Coronavirus: Taiwan keeps its borders shut despite success

Government that is global role model for containing outbreak takes cautious approach

Dummies and cardboard cut-outs replace fans during a game between the Rakuten Monkeys and the CTBC Brothers at Taoyuan International Baseball Stadium in Taiwan on Saturday. Photograph: Ashley Pon/The New York Times

Dummies and cardboard cut-outs replace fans during a game between the Rakuten Monkeys and the CTBC Brothers at Taoyuan International Baseball Stadium in Taiwan on Saturday. Photograph: Ashley Pon/The New York Times

 

Taiwan may have successfully contained coronavirus but it is still hunkering down for the long haul.

The Taiwanese government said it was trying to reopen the country’s borders gradually for some “important economic activity” that could not be conducted remotely. But Chen Shih-chung, the health minister, said on Wednesday that the country was not even close to discussing a broader lifting of an entry ban on foreign nationals imposed to keep the disease out.

Taipei’s caution serves as a stark reminder of the difficulties countries face when mapping exit strategies from epidemic prevention regimes, just as governments in Europe, some US states, Australia and New Zealand attempt to ease lockdowns.

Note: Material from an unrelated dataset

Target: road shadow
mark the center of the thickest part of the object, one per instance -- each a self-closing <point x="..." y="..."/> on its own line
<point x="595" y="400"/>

Taiwan has become a global role model for its handling of Covid-19 as it has only 439 confirmed cases and six deaths. Early screening of arriving travellers and border closures, thorough contact tracing and meticulous quarantine measures helped contain the virus before it could spread in the community.

That helped Taipei avoid the lockdowns governments from China to Europe to the US were forced to impose.

Mr Chen said that partly because of this success, the barrier for Taiwan’s return to normality would be particularly high. “It is hard to imagine,” he said in response to a question whether a return to normal cross-border travel was possible this year.

The possibility of reopening Taiwan to foreign travellers depended on when a safe vaccine or drug for treatment of the disease becomes available, said Mr Chen.

“So far, potential vaccines are still not safe enough, and that may continue to be an issue for quite some time,” he added. “While a country with a high infection rate and a high death rate [from coronavirus] may consider using such a vaccine, for Taiwan with its very low infection and death rates, that is not an option.”

As local transmission has all but stopped, health authorities are relaxing some restrictions. Taipei reported one new imported infection on Wednesday, but has not seen any new local transmissions for 24 days.

A few sports and cultural events, suspended since March, will therefore be allowed gradually to resume, albeit at a smaller scale than usual. As a first test, Taiwan’s Chinese Professional Baseball League, which has been in action since last month but has been played in empty stadiums, will admit 1,000 spectators to each of Friday’s two games.